Rebecca Solnit on Jeffrey Epstein: "In patriarchy, no one can hear you scream"

In a characteristically brilliant essay, historian, activist and writer Rebecca Solnit connects the dots between the sexual abuses of Jeffrey Epstein, Dominique Strauss-Kahn, Brett Kavanaugh, Harvey Weinstein, and the unnamed 16-year-old boy whose admitted rape was excused because the judge said that This young man comes from a good family who put him into an excellent school where he was doing extremely well: in each case, there was an elaborate scheme to silence and discredit the survivors of sexual violence, abetted by networks of (mostly) men who treat the disclosure of sexual assaults as a worse offense than committing the assaults themselves.

Patriarchy is thus, first and foremost, a denial of the rule of the law, which relies on no man being above the law (contemplate that one of Epstein's survivors did a longer prison stint for drug dealing that Epstein did for raping her as a child).

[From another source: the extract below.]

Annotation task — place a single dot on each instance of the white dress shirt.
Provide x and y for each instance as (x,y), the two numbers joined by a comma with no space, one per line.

Even when powerful men settle the rape claims against them, the settlements are invariably shrouded in nondisclosure agreements: worse to speak of the thing than to do the thing.

Patriarchy is part of a culture of impunity: where power means the power to get away with stuff, and where the more power you have, the more you get away with, and where the people who have more than the rest of us combined can get away with anything.

Monsters rule over us, on behalf of monsters. Now, when I think about what happened with Strauss-Kahn, who was subsequently accused of sexual assault by several other women, and with cases like his, its the secondary characters who seem to matter most.